Uher Daniel, Klimes Petr, Cimbalnik Jan, Roman Robert, Pail Martin, Brazdil Milan, Jurak Pavel
Annu Int Conf IEEE Eng Med Biol Soc. 2020 Jul;2020:204-207. doi: 10.1109/EMBC44109.2020.9175734.
For a correct assessment of stereo-electroencephalographic (SEEG) recordings, a proper signal electrical reference is necessary. Such a reference might be physical or virtual. Physical reference can be noisy and a proper virtual reference calculation is often time-consuming. This paper uses the variance of the SEEG signals to calculate the reference from relatively low noise signals to reduce the contamination by distant sources, while maintaining negligible computing time.Ten patients with SEEG recordings were used in this study. 20-second long recordings from each patient, sampled at 5000 Hz, were used to calculate variances of SEEG signals and a low-variance (LV) subset of signals was selected for each patient. Consequently, 4 different reference signals were calculated using: 1) an average signal from WM contacts only (AVG_WM); 2) an average signal from LV contacts only (AVG_LV); 3) independent component analysis (ICA) method from WM contacts only (ICA_WM); and 4) ICA method from LV signals only (ICA_LV). Also, the original testing reference, an average signal from all SEEG contacts (AVG) was utilized. Finally, bipolar signals and average signals from anatomical structures were calculated and used to evaluate reference signals.91.7% of the WM SEEG contacts were found below the average variance. ICA_LV showed the best and AVG_WM the worst overall results. AVG_LV had the most positive impact on minimizing the mutual correlations between separate brain structures and correcting the outliers. The average processing time for ICA methods was 66.72 seconds and 0.7870 seconds for AVG methods (100 000 samples, 125.7±20.4 SEEG signals).Utilizing the LV data subset improves the reference signal. WM references are difficult to obtain and seem to be more susceptible to errors caused by low number of WM contacts in the dataset. ICA_LV can be considered as one of the best reference estimations, however the calculation is very demanding and time consuming.
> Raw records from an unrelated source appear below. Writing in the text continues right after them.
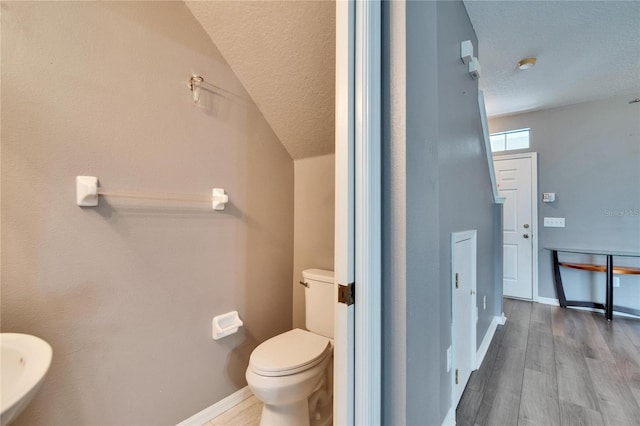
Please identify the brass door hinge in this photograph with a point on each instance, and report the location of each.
(346, 294)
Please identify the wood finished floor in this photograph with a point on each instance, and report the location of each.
(553, 366)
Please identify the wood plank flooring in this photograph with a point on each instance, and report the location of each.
(553, 366)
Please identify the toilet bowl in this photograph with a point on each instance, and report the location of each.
(292, 375)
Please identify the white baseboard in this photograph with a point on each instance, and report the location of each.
(218, 408)
(450, 419)
(486, 341)
(554, 302)
(502, 319)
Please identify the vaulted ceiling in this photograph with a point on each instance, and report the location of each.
(283, 52)
(585, 50)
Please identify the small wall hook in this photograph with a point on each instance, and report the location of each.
(219, 198)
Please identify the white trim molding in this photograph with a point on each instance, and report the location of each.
(486, 341)
(450, 418)
(368, 221)
(218, 408)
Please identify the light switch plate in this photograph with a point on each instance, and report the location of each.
(554, 222)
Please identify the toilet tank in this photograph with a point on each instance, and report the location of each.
(318, 299)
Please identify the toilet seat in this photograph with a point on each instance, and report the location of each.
(289, 353)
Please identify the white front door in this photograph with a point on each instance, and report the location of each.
(463, 263)
(514, 179)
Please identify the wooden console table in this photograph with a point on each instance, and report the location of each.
(609, 269)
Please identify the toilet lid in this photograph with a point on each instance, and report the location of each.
(289, 353)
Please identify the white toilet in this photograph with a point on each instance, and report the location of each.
(292, 373)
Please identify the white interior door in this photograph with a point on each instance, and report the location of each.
(344, 264)
(464, 311)
(515, 181)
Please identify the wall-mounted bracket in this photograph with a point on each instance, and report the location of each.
(87, 191)
(219, 198)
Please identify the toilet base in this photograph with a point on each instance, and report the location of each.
(286, 415)
(296, 415)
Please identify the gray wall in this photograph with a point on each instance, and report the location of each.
(589, 155)
(443, 174)
(125, 292)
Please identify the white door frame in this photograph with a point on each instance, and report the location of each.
(455, 238)
(344, 253)
(368, 221)
(533, 156)
(358, 363)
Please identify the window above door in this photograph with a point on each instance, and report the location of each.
(509, 141)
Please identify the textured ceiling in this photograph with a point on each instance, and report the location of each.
(284, 54)
(586, 50)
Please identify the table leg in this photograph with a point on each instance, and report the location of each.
(609, 304)
(558, 280)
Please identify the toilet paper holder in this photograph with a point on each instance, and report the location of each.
(226, 324)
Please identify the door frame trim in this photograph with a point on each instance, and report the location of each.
(457, 237)
(533, 156)
(368, 213)
(344, 253)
AVG_LV shows good and stable results, while it is based on a straightforward methodology and outstandingly fast calculation.
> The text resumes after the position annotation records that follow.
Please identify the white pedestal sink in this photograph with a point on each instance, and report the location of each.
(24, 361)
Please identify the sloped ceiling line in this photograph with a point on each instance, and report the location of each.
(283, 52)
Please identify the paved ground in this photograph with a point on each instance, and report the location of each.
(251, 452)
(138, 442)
为了正确评估立体脑电图(SEEG)记录,需要一个合适的信号电参考。这样的参考可以是物理的或虚拟的。物理参考可能有噪声,而合适的虚拟参考计算通常很耗时。本文利用SEEG信号的方差,从相对低噪声的信号中计算参考,以减少远处源的污染,同时保持可忽略不计的计算时间。本研究使用了10例有SEEG记录的患者。从每位患者采集时长20秒、采样频率为5000Hz的记录,用于计算SEEG信号的方差,并为每位患者选择一个低方差(LV)信号子集。因此,使用以下方法计算了4种不同的参考信号:1)仅来自白质触点的平均信号(AVG_WM);2)仅来自LV触点的平均信号(AVG_LV);3)仅对白质触点使用独立成分分析(ICA)方法(ICA_WM);4)仅对LV信号使用ICA方法(ICA_LV)。此外,还使用了原始测试参考,即来自所有SEEG触点的平均信号(AVG)。最后,计算并使用来自解剖结构的双极信号和平均信号来评估参考信号。发现91.7%的白质SEEG触点低于平均方差。ICA_LV显示出最佳总体结果,而AVG_WM最差。AVG_LV对最小化不同脑结构之间的相互相关性和校正异常值具有最积极的影响。ICA方法的平均处理时间为66.72秒,AVG方法为0.7870秒(100000个样本,125.7±20.4个SEEG信号)。利用LV数据子集可改善参考信号。白质参考难以获得,且似乎更容易受到数据集中白质触点数量少所导致误差的影响。ICA_LV可被视为最佳参考估计之一,然而其计算要求很高且耗时。AVG_LV显示出良好且稳定的结果,同时它基于一种直接的方法且计算速度极快。